Air once more rushes onto self-unit when lift door opens to upper passageway. Thermal scans show temperature and pressure to be within acceptable standard ranges. Disabling heating unit. Enabling auditory processes. Enabling olfactory processes. Audio input available. Olfactory input available. Selecting all available inputs. Cross-sensory confirmation available.

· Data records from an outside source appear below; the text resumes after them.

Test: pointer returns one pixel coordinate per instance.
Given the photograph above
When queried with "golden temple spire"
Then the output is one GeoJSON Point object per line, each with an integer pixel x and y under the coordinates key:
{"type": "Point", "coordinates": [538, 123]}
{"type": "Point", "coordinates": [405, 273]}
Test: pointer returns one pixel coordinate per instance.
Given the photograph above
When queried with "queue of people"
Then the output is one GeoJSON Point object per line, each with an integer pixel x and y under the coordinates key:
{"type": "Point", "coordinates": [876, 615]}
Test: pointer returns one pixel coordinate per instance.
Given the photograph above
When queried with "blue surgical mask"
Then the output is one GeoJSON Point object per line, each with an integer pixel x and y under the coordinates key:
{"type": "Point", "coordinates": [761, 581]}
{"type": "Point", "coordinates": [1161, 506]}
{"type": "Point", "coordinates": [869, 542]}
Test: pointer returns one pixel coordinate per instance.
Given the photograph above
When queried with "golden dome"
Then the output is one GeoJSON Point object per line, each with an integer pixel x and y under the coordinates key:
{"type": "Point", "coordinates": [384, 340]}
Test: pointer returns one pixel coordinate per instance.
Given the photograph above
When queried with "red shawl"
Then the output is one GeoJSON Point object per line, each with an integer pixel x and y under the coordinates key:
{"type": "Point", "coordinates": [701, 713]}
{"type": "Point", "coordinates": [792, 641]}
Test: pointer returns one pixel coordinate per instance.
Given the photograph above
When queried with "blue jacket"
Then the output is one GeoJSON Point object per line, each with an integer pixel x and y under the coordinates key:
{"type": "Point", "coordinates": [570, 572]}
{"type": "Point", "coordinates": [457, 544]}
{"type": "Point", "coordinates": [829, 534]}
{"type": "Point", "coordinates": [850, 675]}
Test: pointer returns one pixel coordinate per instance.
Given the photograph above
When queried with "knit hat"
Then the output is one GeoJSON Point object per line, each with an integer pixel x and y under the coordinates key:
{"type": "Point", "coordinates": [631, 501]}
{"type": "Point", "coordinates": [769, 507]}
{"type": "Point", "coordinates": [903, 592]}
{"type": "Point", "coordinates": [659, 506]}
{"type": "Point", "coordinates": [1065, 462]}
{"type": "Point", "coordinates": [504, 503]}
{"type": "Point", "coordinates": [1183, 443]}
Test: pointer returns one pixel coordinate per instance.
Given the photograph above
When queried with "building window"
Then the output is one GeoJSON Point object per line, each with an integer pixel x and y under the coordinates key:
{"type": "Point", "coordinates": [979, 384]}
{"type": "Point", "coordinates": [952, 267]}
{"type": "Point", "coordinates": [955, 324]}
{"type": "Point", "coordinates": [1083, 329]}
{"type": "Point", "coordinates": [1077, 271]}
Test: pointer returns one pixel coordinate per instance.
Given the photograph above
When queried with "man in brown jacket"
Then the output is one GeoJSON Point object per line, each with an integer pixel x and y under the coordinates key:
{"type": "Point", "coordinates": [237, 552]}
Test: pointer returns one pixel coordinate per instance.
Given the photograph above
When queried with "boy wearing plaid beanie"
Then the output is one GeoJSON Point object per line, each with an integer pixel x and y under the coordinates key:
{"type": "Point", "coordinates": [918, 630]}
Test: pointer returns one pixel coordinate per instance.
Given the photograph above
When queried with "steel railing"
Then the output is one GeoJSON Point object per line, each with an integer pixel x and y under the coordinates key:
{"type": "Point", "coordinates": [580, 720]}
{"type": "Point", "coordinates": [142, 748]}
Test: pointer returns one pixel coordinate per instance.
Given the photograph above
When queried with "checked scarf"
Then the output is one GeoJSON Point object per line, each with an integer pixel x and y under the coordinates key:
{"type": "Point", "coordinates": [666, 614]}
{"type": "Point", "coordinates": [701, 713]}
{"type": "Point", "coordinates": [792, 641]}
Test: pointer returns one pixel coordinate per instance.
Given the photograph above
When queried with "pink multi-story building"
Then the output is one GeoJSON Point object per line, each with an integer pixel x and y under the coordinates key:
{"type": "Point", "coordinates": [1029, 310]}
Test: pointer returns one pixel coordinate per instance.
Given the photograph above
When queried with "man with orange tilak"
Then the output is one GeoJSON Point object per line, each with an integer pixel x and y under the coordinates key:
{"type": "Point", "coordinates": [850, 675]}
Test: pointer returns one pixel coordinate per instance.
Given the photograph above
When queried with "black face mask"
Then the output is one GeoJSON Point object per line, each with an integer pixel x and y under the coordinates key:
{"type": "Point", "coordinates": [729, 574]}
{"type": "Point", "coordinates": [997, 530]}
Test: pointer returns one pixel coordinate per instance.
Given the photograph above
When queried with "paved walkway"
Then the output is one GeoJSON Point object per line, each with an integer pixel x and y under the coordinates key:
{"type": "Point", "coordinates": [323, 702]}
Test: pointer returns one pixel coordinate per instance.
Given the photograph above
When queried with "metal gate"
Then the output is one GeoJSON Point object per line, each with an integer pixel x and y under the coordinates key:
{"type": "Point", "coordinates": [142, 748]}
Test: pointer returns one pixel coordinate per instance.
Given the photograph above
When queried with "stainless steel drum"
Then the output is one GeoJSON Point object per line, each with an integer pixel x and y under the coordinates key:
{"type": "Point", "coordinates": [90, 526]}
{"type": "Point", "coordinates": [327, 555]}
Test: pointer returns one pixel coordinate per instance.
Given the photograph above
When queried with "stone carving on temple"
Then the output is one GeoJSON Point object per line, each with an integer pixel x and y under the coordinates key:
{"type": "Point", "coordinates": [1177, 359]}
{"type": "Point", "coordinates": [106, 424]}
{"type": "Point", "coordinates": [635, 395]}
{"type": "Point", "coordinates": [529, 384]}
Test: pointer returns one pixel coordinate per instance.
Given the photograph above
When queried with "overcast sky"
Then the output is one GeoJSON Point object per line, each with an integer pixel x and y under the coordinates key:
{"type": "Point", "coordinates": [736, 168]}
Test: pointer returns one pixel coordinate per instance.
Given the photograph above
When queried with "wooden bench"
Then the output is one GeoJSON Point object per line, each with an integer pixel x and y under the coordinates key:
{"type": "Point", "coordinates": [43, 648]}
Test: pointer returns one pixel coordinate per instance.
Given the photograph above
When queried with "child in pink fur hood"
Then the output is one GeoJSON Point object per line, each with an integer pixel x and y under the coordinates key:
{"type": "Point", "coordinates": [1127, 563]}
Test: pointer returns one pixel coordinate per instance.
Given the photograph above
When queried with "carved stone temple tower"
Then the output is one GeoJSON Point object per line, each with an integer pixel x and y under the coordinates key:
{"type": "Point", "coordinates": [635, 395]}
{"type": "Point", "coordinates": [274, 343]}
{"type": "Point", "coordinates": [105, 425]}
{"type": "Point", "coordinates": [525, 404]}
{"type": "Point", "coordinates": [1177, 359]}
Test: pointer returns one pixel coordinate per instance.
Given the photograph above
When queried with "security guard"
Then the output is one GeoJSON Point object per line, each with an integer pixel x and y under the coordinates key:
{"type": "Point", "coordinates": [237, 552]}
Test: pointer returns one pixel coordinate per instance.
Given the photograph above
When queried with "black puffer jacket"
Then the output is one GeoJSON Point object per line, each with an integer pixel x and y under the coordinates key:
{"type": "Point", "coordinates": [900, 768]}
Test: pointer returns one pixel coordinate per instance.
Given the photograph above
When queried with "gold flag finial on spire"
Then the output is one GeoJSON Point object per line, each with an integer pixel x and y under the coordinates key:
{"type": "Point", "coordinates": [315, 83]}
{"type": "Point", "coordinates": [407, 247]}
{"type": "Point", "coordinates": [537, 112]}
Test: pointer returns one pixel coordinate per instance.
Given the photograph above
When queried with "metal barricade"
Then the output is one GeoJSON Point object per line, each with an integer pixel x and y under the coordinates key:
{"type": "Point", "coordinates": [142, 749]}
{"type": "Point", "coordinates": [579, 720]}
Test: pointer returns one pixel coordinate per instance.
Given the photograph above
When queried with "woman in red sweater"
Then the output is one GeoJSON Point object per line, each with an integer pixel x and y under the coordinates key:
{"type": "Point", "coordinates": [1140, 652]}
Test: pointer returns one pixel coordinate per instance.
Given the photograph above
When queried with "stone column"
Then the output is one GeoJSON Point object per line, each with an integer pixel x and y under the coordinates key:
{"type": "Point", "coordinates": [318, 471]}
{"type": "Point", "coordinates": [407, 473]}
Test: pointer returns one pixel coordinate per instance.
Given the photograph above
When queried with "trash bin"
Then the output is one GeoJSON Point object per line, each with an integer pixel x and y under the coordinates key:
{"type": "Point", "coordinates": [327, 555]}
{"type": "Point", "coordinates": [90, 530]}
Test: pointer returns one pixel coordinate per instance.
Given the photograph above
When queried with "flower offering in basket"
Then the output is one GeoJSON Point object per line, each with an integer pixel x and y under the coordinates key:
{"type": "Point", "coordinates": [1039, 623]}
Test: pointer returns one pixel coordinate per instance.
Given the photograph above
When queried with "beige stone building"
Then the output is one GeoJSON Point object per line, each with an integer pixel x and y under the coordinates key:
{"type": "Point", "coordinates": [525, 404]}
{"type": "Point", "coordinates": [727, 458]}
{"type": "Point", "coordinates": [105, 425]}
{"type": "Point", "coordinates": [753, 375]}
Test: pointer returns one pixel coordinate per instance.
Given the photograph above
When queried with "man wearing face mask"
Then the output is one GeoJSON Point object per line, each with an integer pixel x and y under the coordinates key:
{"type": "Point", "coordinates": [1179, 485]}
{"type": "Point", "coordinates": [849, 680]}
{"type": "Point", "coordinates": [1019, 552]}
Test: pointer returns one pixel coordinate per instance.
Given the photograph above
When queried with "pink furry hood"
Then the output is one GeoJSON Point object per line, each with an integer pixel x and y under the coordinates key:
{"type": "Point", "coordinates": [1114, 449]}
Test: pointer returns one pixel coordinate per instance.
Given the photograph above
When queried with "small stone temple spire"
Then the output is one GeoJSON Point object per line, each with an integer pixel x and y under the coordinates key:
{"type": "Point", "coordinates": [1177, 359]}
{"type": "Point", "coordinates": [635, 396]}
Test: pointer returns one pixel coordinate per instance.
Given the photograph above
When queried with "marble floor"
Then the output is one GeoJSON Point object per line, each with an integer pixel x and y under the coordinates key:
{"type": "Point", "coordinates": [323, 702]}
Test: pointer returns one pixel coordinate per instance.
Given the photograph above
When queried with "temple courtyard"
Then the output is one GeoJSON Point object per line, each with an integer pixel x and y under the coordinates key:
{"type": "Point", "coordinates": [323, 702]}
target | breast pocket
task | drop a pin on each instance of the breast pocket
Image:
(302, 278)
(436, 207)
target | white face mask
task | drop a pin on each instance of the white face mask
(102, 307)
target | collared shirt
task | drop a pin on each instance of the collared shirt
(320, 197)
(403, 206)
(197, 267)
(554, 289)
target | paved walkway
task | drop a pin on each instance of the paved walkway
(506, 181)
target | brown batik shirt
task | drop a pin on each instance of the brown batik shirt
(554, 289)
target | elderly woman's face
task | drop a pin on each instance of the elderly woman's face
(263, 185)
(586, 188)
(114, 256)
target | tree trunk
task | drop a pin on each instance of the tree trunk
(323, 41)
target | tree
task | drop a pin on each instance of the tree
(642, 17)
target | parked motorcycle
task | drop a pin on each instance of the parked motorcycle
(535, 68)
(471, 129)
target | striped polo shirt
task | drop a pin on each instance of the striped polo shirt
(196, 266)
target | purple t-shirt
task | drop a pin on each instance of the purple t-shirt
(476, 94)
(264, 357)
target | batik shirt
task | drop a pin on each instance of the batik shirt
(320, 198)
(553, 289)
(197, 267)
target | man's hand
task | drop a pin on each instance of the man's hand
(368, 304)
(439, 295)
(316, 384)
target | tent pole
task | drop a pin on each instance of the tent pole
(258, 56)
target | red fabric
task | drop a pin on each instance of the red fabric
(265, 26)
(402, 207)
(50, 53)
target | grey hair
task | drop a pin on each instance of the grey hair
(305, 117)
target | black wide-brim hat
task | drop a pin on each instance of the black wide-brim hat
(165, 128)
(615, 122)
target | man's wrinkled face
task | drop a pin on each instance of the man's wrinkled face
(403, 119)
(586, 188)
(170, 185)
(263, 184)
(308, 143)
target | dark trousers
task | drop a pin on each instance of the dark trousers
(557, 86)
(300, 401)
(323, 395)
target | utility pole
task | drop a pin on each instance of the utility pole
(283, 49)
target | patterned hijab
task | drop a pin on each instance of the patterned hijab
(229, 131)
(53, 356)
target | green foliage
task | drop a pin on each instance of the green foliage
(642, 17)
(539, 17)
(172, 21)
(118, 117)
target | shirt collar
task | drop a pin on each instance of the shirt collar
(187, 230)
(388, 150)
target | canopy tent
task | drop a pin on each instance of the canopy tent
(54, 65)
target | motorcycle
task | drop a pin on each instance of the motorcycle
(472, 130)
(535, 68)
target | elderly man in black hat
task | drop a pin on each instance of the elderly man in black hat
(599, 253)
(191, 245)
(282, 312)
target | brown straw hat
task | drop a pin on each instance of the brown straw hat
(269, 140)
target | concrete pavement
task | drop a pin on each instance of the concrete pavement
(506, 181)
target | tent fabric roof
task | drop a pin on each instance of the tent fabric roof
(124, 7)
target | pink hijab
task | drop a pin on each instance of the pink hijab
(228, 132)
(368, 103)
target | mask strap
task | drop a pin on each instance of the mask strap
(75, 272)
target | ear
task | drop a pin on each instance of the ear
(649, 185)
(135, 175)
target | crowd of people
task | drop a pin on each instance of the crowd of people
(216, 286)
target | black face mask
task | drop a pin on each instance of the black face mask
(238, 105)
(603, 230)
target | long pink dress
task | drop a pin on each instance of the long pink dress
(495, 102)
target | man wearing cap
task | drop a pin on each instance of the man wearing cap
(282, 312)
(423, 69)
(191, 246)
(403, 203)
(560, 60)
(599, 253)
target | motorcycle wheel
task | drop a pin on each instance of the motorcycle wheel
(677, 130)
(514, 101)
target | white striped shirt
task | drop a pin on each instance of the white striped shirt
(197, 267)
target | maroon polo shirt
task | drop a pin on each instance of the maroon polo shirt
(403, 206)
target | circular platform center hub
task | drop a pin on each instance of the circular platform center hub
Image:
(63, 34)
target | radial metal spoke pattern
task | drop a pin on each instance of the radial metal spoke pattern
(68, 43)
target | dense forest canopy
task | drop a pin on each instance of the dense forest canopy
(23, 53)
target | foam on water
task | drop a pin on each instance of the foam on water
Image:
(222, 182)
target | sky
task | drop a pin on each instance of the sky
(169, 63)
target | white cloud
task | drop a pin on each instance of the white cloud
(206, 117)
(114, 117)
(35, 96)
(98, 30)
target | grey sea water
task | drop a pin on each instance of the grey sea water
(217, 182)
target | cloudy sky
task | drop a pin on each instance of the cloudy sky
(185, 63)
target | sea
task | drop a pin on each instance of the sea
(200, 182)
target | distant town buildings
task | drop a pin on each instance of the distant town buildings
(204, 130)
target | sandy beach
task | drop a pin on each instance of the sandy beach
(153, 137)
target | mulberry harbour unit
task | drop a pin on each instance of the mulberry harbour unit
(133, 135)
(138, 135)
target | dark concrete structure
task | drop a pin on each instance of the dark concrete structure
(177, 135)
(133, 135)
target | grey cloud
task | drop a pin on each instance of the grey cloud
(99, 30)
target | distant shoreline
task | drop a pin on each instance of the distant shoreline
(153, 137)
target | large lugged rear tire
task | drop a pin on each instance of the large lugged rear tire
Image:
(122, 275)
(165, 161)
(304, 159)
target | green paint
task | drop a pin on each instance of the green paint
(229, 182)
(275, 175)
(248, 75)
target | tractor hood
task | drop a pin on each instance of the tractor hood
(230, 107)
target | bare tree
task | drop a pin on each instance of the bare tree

Self-unit is in a room-temperature passageway in the forward-port upper section of the TAS Fhit’s wreckage. Infrared scans show that lifeforms are being held in a nearby un-jettisoned life pod. Self-unit moves toward life pod at a standard run pace. Visual scan of the pod through its door viewport shows three unconscious Armadian crew members and one Valkyrie nearing loss of consciousness. The Valkyrie looks up and points to life pod door. Olfactory receivers indicate that there are no harmful gases present in the passageway. Self-unit opens door to life pod. A mild breeze into the life pod shows that life support in the pod had been nearly exhausted.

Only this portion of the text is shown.